Nurses may become aware of a patch of dry skin that wasn’t there yesterday, notice a wound has healed and needs a different type of dressing, or that Mrs X can now stand unaided so her personal care plan will need to be amended to reflect this improvement.
It could be argued that personal care forms the basis of nursing, and the taskscan be an enjoyable experience for both nurses and patients.
But given the intimacy of the situation, it can be a tricky. As a student nurse giving personal care for the first time can be a little unnerving.
Here are some useful tips which could make personal care an easier experience for both you and your patient:
Talk to the patient: No one knows a patient better than they know themselves. Some may have lived with their condition from birth. If you have been thrown into the deep end on your very first shift like Adam Miller, a third year student at Trinity Dublin College, try to stay calm. Adam was asked asked to wash an intoxicated patient for his very first time on a placement and said: “It is really about keeping the patient at ease.”
Finding about a patient’s usual bath or shower time routine from patients themselves promotes a ‘patient centered care’, enabling us to engage more with those in our care.
Be organised: You’ve probably heard this several times in your training, but as simple as it sounds it really is a useful tip. Getting all the basics such as clean flannels, soap, shaving gel together first minimises the time you spend dashing in and out of the cubicle for forgotten items.
Start from the top to the bottom: Wash from head to toe and not the other way round. Sometimes, if the patient is able to, give them a flannel to wash their upper body while you start on other areas.
Maintain dignity at all times: As this is an intimate situation maintaining the patient’s privacy and dignity are extremely important. Ensure that you have enough towels to cover the patient appropriately as you care for them. Exposing a patient completely is grossly disrespectful and unprofessional.
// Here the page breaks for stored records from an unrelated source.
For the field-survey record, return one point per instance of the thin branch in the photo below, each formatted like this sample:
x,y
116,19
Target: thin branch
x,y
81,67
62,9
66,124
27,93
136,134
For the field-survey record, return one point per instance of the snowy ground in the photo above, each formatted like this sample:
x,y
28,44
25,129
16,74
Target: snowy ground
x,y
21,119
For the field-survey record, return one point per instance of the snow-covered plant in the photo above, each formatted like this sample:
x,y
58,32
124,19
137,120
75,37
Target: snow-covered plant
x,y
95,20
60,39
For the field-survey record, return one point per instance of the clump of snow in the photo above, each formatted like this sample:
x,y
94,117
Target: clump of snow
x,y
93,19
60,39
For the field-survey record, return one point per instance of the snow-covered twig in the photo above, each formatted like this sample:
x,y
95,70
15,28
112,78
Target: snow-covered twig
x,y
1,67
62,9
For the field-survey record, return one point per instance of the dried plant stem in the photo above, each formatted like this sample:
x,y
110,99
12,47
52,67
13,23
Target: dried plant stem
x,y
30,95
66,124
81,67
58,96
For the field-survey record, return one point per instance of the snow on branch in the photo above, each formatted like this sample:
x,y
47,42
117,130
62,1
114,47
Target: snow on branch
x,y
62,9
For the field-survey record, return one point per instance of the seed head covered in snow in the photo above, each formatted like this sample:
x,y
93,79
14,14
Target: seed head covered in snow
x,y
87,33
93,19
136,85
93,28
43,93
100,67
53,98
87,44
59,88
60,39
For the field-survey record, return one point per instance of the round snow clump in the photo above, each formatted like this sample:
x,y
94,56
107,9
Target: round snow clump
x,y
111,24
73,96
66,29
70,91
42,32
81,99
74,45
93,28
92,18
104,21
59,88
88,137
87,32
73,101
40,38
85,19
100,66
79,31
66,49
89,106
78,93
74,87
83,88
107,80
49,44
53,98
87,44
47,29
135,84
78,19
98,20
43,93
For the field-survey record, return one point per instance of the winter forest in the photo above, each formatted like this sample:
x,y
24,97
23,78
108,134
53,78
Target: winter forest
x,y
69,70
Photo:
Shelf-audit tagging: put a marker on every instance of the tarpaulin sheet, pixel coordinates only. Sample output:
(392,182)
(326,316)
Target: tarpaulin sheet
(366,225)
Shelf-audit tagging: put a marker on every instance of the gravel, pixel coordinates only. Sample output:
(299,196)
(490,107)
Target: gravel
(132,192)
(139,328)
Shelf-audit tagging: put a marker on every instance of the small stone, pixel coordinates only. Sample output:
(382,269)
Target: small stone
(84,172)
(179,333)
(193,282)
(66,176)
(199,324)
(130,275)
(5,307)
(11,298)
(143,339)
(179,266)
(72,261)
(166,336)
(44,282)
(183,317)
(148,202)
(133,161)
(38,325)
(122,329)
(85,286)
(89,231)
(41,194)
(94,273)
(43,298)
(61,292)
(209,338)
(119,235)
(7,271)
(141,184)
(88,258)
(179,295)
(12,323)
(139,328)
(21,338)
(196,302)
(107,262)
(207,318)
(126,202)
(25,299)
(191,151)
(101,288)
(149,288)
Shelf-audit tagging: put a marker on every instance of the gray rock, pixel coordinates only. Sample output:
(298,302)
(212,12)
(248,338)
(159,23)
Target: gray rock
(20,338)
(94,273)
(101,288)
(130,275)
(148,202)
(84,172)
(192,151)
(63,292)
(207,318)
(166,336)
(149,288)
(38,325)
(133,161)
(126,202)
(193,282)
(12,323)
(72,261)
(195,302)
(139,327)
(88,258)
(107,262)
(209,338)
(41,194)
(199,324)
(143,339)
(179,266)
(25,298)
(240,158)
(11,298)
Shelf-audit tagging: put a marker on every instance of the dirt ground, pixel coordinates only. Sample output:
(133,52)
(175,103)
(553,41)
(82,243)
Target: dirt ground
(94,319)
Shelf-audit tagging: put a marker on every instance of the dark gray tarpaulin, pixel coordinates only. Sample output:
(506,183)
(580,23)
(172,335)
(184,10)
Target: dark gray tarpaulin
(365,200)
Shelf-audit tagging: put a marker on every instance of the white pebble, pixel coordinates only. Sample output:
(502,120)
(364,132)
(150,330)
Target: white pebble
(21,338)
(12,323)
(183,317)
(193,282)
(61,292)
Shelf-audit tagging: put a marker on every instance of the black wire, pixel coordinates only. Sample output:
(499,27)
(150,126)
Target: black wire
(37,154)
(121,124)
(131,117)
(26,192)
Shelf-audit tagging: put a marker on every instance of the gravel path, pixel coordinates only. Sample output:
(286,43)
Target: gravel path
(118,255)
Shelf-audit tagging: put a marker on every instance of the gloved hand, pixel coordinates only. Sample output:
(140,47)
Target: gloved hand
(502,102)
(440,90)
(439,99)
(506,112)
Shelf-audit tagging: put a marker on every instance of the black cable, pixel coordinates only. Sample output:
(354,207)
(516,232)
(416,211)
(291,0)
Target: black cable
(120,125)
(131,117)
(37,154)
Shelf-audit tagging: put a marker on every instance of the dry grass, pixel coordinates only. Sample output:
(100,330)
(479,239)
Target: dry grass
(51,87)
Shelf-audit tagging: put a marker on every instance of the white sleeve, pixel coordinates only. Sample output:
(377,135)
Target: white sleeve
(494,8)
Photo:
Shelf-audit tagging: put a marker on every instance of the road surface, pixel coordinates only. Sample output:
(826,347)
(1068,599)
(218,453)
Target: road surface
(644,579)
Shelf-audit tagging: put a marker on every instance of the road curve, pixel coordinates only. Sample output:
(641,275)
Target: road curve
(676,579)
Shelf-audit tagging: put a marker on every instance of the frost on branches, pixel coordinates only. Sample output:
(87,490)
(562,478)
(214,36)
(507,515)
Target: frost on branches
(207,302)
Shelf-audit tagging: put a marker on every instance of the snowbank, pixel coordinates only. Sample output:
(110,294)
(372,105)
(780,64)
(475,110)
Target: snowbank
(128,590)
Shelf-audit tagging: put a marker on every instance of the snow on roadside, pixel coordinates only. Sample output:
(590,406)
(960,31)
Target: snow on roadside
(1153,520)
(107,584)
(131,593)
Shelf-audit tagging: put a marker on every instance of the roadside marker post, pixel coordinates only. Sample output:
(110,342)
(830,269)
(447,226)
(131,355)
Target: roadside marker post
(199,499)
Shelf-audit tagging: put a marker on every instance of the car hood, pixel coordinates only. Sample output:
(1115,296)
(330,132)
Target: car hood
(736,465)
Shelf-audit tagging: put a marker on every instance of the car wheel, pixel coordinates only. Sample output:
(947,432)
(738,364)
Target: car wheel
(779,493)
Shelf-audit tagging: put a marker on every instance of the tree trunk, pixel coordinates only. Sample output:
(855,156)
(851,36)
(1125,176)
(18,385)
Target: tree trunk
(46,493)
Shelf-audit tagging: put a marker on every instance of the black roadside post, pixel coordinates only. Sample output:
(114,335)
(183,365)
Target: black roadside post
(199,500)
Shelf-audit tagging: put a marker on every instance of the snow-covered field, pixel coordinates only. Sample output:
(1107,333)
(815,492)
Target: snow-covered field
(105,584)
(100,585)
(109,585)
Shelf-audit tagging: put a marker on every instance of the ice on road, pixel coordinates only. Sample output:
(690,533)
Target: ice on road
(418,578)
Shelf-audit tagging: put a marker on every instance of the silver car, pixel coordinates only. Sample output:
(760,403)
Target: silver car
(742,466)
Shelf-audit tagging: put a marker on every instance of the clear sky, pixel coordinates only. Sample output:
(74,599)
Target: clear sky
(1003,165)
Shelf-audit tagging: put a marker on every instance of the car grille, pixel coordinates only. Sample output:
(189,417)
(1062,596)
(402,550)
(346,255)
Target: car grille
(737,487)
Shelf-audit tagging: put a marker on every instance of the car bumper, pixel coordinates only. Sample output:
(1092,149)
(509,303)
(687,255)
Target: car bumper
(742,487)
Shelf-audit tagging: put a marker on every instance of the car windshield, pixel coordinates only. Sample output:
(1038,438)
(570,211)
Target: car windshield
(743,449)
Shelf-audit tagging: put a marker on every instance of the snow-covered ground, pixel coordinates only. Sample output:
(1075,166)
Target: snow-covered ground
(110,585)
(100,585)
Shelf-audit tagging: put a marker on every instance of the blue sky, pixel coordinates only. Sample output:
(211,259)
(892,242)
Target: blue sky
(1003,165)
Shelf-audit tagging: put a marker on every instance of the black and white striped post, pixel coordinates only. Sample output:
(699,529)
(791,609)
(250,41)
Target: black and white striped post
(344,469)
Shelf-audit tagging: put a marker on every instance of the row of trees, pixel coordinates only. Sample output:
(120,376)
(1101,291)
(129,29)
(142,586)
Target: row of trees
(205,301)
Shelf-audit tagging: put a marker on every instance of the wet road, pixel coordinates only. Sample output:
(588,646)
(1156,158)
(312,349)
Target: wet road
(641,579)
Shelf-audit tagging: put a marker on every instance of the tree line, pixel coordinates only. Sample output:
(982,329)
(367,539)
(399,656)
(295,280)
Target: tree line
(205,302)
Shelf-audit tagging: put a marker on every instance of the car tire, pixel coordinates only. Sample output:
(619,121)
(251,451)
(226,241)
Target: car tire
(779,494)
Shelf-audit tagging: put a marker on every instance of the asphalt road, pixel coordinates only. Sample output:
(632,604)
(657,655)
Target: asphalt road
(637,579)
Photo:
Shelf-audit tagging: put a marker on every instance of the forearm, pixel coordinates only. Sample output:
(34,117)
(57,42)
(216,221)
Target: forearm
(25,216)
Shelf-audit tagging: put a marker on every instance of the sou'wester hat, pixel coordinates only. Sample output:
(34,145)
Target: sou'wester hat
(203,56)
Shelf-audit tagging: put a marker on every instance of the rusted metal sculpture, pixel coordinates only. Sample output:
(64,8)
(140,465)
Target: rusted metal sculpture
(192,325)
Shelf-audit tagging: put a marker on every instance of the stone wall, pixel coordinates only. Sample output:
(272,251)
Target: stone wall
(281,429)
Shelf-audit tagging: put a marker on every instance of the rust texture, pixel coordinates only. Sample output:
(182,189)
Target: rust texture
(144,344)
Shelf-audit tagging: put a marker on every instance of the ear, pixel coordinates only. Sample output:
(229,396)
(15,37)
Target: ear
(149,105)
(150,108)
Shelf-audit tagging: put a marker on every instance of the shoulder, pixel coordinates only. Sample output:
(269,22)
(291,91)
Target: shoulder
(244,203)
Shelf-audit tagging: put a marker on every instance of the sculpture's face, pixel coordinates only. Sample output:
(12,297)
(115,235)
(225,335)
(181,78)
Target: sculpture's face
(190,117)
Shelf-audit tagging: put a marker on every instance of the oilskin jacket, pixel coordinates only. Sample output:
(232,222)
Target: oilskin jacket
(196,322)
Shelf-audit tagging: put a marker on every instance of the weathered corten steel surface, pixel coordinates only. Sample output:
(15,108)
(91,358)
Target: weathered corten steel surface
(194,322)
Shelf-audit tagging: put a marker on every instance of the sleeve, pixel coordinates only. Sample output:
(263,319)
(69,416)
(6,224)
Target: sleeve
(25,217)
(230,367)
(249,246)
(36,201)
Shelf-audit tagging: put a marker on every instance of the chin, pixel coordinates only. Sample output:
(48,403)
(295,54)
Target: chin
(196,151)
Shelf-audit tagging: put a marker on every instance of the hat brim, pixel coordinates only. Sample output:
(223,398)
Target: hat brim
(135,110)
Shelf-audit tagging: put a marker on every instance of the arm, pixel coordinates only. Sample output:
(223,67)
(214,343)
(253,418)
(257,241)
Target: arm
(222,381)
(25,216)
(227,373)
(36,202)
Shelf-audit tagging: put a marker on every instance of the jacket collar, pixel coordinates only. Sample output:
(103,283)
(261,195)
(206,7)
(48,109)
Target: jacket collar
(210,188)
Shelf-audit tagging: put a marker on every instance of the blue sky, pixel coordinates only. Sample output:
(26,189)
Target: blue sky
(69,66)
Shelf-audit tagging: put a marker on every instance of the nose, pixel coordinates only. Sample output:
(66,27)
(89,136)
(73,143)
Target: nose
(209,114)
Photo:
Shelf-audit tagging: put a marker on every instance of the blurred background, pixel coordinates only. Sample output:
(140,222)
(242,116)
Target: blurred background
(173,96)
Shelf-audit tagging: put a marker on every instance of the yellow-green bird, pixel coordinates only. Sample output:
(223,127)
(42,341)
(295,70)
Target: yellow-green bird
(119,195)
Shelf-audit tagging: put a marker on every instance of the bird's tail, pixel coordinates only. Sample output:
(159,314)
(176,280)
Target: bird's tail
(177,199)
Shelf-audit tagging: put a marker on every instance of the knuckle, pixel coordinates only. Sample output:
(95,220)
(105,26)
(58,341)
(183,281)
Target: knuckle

The little itsy-bitsy things that really matter: Oral hygiene, brushing hair, foot hygiene and body spray are all small matters but can be very important for your patient. Imagine if that was you getting ready to go out, what did you do this morning to ensure you looked your best?
The humdrum hospital environment can sometimes prove a dampener to patients admitted there. Therefore, thoughtfully performing duties for patients temporarily in our care, also forms part of their recovery process.
“It’s important to make the atmosphere positive. It shouldn’t be a mundane task but a good way of starting the morning for the patient,” Shauna Byrne, 20, Second Year Student University of York.